Inaugurada en 1994, ADX está ubicada en el desierto alto a unas dos horas al sur de Denver. Ahí los reclusos son alojados en celdas insonorizadas de 2 por 4 metros durante 23 horas del día en un encierro permanente, sin ningún contacto con otros reclusos. Cada celda contiene una litera, un escritorio, un taburete y un estante de concreto, y un lavabo e inodoro de acero. Los reclusos pueden ver el exterior de su celda a través de una sola ventana de un metro de alto y medio de ancho que solo les permite vista hacia el patio central sin que tengan noción sobre la ubicación en la que se encuentran. Enormes torres de vigilancia, cámaras de seguridad, perros de ataque, tecnología láser, sistemas de puertas a control remoto forman parte del sistema del cual nadie ha logrado escapar.

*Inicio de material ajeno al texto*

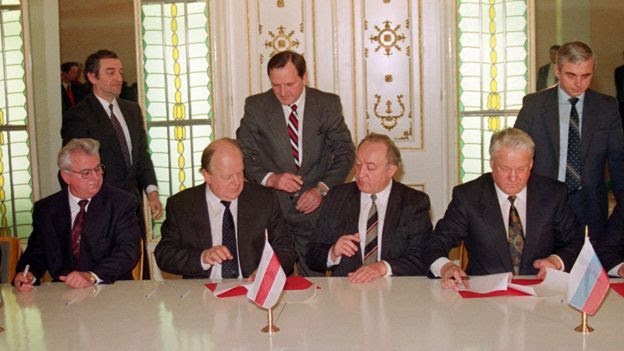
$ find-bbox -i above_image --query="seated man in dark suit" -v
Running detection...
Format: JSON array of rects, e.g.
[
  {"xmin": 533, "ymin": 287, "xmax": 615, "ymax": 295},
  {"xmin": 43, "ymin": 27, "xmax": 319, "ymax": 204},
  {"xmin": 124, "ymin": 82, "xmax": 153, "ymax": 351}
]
[
  {"xmin": 596, "ymin": 201, "xmax": 624, "ymax": 278},
  {"xmin": 425, "ymin": 128, "xmax": 583, "ymax": 288},
  {"xmin": 13, "ymin": 139, "xmax": 141, "ymax": 291},
  {"xmin": 307, "ymin": 134, "xmax": 432, "ymax": 283},
  {"xmin": 154, "ymin": 138, "xmax": 297, "ymax": 279}
]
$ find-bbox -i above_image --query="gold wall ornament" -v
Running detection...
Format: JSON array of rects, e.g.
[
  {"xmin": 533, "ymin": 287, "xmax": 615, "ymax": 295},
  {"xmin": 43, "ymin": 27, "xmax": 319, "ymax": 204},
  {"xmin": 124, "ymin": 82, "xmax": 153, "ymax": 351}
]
[
  {"xmin": 369, "ymin": 20, "xmax": 405, "ymax": 56},
  {"xmin": 264, "ymin": 26, "xmax": 299, "ymax": 56},
  {"xmin": 373, "ymin": 94, "xmax": 405, "ymax": 131}
]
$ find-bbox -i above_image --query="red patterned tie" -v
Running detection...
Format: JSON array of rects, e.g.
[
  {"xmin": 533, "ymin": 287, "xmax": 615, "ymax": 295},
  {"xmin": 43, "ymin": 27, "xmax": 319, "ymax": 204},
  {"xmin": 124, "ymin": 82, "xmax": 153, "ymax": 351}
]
[
  {"xmin": 72, "ymin": 200, "xmax": 89, "ymax": 269},
  {"xmin": 288, "ymin": 104, "xmax": 301, "ymax": 168}
]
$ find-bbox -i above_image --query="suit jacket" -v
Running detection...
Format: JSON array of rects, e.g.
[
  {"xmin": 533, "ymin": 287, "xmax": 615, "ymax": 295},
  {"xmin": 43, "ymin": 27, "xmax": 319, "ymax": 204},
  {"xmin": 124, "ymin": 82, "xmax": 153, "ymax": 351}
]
[
  {"xmin": 536, "ymin": 63, "xmax": 552, "ymax": 91},
  {"xmin": 596, "ymin": 202, "xmax": 624, "ymax": 272},
  {"xmin": 154, "ymin": 183, "xmax": 296, "ymax": 278},
  {"xmin": 515, "ymin": 87, "xmax": 624, "ymax": 240},
  {"xmin": 17, "ymin": 184, "xmax": 141, "ymax": 283},
  {"xmin": 307, "ymin": 181, "xmax": 432, "ymax": 276},
  {"xmin": 425, "ymin": 173, "xmax": 583, "ymax": 275},
  {"xmin": 61, "ymin": 93, "xmax": 156, "ymax": 198},
  {"xmin": 236, "ymin": 87, "xmax": 355, "ymax": 227},
  {"xmin": 61, "ymin": 83, "xmax": 86, "ymax": 112}
]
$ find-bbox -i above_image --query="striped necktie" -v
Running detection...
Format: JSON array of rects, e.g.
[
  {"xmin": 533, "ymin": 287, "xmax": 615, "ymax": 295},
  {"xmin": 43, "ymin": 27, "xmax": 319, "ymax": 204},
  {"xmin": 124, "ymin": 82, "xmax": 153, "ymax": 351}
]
[
  {"xmin": 362, "ymin": 194, "xmax": 379, "ymax": 264},
  {"xmin": 288, "ymin": 104, "xmax": 301, "ymax": 168}
]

Una de las características principales de ADX es el aislamiento que comenzó en Estados Unidos a fines del siglo XVIII, cuando los cuáqueros la defendieron como un medio para evitar que los reclusos sufrieran los azotes y la humillación pública comunes en ese entonces. En 1829, la Penitenciaría del Estado del Este de Pensilvania comenzó a experimentar con los encierros, pero descubrió que los reclusos se suicidaban o se volvían socialmente disfuncionales, por lo que finalmente abandonaron la práctica. Pero un siglo después, en 1934, el aislamiento fue utilizado nuevamente en Alcatraz, donde los presos más problemáticos fueron aislados en el Bloque D.

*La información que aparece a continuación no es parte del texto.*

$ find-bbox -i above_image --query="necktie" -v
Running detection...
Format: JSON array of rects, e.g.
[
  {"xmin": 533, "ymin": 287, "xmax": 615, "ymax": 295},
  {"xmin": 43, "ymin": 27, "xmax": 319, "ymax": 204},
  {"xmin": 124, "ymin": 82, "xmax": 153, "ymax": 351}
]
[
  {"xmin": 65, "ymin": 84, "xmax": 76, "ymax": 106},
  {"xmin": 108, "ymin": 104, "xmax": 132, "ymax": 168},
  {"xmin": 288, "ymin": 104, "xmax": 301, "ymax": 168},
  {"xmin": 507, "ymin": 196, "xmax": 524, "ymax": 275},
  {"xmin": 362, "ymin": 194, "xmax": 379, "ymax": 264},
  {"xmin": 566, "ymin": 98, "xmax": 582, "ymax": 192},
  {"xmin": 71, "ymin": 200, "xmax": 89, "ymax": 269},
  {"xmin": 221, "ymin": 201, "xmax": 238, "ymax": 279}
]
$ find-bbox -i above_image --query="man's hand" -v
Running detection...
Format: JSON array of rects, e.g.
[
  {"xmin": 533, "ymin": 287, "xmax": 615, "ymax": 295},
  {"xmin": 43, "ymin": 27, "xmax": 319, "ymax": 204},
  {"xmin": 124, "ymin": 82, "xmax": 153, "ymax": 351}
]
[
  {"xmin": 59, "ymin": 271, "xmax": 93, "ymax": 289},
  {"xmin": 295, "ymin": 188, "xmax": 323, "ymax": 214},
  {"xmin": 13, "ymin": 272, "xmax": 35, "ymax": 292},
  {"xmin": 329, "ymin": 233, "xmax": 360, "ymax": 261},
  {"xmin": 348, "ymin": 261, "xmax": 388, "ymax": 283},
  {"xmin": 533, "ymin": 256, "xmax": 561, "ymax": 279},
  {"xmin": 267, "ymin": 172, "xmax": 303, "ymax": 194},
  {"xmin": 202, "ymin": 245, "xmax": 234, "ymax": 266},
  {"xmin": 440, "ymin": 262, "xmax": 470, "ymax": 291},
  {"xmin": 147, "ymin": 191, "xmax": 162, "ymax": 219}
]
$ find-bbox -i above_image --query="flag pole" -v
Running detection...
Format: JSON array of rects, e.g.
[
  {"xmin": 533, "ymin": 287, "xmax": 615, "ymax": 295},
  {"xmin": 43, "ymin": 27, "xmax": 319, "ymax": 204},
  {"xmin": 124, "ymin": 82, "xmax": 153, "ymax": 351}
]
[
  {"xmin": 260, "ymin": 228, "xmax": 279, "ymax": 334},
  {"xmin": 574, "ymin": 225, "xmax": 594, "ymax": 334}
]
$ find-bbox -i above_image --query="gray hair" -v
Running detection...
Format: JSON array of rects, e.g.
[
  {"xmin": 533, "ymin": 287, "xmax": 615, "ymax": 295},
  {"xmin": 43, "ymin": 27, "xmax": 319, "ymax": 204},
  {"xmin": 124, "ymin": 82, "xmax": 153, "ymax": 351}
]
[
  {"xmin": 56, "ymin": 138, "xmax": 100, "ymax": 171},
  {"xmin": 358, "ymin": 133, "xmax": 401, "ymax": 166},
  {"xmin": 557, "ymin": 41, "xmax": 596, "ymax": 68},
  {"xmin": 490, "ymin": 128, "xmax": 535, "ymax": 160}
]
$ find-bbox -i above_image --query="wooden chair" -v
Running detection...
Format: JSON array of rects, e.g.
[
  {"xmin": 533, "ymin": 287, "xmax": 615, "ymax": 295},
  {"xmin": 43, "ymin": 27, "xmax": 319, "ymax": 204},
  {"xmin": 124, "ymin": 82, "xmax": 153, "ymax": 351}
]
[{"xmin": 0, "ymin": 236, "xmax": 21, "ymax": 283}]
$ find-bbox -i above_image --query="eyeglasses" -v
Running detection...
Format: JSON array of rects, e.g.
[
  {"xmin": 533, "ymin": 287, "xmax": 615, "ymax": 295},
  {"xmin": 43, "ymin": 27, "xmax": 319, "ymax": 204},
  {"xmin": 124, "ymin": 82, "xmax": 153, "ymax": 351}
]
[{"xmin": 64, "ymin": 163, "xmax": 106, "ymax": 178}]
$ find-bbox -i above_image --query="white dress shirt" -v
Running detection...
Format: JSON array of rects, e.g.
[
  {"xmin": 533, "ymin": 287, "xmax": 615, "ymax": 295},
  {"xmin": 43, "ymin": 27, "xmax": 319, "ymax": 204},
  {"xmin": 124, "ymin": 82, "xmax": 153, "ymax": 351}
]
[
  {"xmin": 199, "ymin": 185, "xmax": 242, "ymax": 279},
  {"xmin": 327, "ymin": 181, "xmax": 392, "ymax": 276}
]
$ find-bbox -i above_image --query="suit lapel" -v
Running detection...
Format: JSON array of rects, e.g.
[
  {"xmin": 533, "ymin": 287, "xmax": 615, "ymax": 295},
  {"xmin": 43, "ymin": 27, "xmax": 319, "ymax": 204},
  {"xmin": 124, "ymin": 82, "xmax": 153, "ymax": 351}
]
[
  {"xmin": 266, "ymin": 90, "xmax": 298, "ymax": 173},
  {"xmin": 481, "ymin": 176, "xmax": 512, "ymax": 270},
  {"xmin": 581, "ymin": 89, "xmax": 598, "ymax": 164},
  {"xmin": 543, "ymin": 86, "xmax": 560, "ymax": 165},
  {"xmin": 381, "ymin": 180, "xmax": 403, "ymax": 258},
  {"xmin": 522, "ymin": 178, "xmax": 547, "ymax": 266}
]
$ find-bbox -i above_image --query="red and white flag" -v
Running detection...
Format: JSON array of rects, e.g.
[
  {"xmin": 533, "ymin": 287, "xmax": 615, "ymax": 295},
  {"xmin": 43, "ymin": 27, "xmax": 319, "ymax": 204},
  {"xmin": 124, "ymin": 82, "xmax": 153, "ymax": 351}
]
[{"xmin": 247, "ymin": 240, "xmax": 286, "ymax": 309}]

Legalmente, las condiciones dentro de las prisiones supermax son constitucionales. Han sido cuestionadas extensamente y ningún tribunal ha sostenido que mantener a alguien en régimen de aislamiento durante un período específico es inconstitucional.
Sin embargo, existe una presión cada vez mayor por parte de la comunidad legal internacional para poner fin a la práctica del confinamiento solitario a largo plazo en Estados Unidos. Han habido algunas pequeñas victorias para los derechos de los presos en ADX.

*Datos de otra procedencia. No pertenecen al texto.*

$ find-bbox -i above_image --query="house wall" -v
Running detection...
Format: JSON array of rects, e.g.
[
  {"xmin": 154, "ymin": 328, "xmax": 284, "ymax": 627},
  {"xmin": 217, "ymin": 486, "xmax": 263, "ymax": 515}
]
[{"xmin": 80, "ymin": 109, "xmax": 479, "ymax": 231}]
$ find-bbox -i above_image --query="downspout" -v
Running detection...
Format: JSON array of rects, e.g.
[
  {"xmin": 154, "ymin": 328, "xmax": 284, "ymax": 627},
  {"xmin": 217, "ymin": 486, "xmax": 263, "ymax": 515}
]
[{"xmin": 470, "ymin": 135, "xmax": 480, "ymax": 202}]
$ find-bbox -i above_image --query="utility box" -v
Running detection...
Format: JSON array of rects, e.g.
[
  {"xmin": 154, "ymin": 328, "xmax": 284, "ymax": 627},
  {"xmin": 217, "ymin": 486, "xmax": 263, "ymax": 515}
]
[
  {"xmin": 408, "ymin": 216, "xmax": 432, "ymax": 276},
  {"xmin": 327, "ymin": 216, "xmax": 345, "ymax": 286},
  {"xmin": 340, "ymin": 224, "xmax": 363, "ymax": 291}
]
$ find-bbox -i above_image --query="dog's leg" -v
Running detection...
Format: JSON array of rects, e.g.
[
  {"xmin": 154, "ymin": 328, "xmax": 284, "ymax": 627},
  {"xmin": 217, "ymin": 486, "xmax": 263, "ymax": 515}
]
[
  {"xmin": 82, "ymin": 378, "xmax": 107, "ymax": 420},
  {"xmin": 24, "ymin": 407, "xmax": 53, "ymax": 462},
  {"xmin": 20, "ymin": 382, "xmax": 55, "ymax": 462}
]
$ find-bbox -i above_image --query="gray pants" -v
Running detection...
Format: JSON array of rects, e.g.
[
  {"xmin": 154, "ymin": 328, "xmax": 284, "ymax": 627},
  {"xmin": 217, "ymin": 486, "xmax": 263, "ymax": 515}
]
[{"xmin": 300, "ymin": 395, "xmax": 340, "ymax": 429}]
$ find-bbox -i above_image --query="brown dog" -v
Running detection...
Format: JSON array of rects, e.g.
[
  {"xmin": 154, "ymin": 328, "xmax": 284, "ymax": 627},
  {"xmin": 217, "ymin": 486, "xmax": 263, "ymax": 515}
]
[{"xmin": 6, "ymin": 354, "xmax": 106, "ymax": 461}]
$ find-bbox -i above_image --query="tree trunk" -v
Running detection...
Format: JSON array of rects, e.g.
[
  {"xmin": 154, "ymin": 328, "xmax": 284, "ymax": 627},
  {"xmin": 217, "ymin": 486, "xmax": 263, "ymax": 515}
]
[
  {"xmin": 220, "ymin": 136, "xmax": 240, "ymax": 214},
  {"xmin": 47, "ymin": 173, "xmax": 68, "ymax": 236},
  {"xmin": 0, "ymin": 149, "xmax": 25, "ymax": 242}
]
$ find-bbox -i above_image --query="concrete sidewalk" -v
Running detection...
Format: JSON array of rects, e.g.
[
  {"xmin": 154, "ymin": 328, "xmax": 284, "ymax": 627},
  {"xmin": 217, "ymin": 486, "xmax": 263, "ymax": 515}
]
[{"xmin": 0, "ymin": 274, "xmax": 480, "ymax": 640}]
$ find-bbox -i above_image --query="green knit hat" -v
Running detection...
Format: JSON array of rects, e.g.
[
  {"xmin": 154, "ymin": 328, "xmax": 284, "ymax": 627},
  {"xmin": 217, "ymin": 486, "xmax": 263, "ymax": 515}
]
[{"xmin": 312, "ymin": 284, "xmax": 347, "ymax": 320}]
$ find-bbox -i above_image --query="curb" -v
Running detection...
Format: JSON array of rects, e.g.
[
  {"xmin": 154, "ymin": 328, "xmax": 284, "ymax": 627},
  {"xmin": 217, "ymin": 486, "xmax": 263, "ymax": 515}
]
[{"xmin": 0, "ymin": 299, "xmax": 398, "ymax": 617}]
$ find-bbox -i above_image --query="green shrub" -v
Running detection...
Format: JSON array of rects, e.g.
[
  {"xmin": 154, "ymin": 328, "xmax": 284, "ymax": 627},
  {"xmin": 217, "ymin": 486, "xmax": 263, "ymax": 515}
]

El resto de los reclusos de ADX considerados mentalmente aptos, todavía están en sus celdas cumpliendo cadenas perpetuas en aislamiento casi absoluto tal como dictan las leyes estadounidenses que protegen a la sociedad de los criminales más peligrosos del mundo y de las cuales, no hay salida ni perdón.
Existe una presión cada vez mayor por parte de la comunidad legal internacional para poner fin a la práctica del confinamiento solitario a largo plazo en Estados Unidos.